L’atteggiamento delle potenze occidentali di fronte a ciò che sta accadendo in Iran è, per ora, di osservazione e valutazione dei fatti. La guerra in Ucraina concentra tutte le attenzioni, in particolare dopo l’incontro del G20 a Bali, in conclusione del quale gli occidentali sperano che il cinese Xi metta in atto un’iniziativa di dissuasione nei confronti di Putin. Nessuna esplicita condanna, da parte delle Potenze occidentali, della repressione in atto in Iran. Gli Stati Uniti ritengono forse che il loro silenzio possa garantire, una volta repressa la rivolta, che l’Iran torni al tavolo delle trattative a Vienna? Pura illusione. Se la rivolta fosse repressa – e questo potrebbe avvenire solo in un modo straordinariamente sanguinario – il governo di Raisi trarrebbe da tale conclusione la certezza della solidità del regime, dell’amicizia della Russia e della centralità dell’Iran nel contesto mediorientale, il tutto a danno di Israele. È il caso che Washington valuti ciò che sta accadendo in Iran con uno sguardo proiettato sul futuro del Medio Oriente.

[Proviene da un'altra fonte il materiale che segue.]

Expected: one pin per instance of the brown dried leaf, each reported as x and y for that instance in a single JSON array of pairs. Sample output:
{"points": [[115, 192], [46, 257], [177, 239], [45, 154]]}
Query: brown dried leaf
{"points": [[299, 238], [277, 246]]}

Per di più, v’è da considerare con la massima attenzione la politica internazionale di Erdogan. Nonostante le pessime condizioni economiche del suo Paese, il tiranno turco media abilmente, da una parte, sulle faccende ucraine, acquisendo così un ruolo preminente nello scenario internazionale; dall’altra, si lega sempre più al regime iraniano, intendendo, in questo modo, allargare l’influenza della Turchia nel Medio Oriente, a danno di Israele. È tempo, dunque, che la politica internazionale di Washington, dopo i soddisfacenti risultati nelle elezioni di medio termine, proietti la sua presenza nella regione mediorientale, tenuto conto – come tutti gli studiosi di relazioni internazionali sanno – che la storia internazionale, soprattutto oggi, è un tutt’uno e che i riflessi di un fatto possono ricadere su un altro evento, anche a grande distanza.